You guys got it right. The tool that produces binary is called the Specializer. It takes in serialized compiler internal representation and produces load modules or in-memory function bodies. The basic tool is an API, plus some wrappers to apply in different circumstances.
We expect that the normal case will Specialize at install time. However, the load module can cache several different specializations. If you (for example) upgrade your CPU chip to a different Mill family member then when you first run the program the loader will discover that there’s no specialization for the current host in the load module, and will do a load-time specialization on the fly; it’s much like load-time dynamic linking. The new specialization will then (assuming suitable permissions) will be cached back into the load module, so the next time the program is run the loader finds the desired specialization.
It is also possible to Specialize for an explicit target rather than for the current host. This is used to e.g. create a ROM for a different machine.

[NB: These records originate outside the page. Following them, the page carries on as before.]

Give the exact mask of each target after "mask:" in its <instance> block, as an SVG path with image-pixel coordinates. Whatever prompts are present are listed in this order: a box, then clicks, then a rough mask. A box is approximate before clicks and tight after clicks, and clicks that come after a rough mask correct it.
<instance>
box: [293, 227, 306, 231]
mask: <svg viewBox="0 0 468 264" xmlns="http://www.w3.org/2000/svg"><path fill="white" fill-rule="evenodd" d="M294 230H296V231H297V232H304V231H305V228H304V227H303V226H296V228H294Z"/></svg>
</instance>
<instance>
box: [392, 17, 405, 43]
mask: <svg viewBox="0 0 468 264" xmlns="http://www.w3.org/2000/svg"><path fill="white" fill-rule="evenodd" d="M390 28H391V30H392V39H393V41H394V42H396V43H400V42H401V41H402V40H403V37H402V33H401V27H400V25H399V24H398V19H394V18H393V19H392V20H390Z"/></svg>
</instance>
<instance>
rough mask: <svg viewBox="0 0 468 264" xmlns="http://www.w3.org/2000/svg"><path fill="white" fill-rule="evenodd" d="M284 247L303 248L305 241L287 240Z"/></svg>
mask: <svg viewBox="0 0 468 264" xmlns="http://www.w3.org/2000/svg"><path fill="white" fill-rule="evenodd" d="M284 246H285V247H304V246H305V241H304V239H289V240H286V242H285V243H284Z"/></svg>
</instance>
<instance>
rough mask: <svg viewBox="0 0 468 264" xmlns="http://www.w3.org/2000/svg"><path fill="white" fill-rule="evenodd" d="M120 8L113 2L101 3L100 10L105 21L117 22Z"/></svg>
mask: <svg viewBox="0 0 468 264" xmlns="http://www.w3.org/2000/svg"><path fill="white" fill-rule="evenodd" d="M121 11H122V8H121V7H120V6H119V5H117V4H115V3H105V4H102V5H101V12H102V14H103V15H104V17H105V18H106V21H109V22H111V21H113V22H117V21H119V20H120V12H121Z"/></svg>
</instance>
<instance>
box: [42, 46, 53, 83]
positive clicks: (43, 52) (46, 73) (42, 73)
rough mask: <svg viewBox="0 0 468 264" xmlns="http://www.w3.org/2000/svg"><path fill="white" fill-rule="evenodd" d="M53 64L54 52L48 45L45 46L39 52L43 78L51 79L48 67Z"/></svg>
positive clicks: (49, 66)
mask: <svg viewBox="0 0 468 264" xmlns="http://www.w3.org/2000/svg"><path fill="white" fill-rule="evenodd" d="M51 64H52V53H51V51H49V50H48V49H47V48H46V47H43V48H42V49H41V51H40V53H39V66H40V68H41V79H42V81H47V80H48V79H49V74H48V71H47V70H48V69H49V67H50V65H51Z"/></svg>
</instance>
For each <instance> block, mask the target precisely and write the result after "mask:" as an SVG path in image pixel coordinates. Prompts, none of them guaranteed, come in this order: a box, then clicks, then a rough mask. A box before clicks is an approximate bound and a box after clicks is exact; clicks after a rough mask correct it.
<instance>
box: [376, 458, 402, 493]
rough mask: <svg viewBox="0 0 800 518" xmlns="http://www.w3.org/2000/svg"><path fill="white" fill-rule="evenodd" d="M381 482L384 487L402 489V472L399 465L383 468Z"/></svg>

In general we do not expect to re-Specialize automatically based on the accumulated branch prediction information or other profile info; that would be an explicit manual step, or be under control of a higher-level framework such as an IDE. It’s not clear that respecializing would buy that much; code selection has already been done by the time that the Specializer gets at it, and operation scheduling (with a few exceptions, such as latency distribution in cascaded loads) does not appear to benefit much from profiles. However, the Specializer is also responsible for the layout of code in memory, so a profile could lead to improved cache behavior.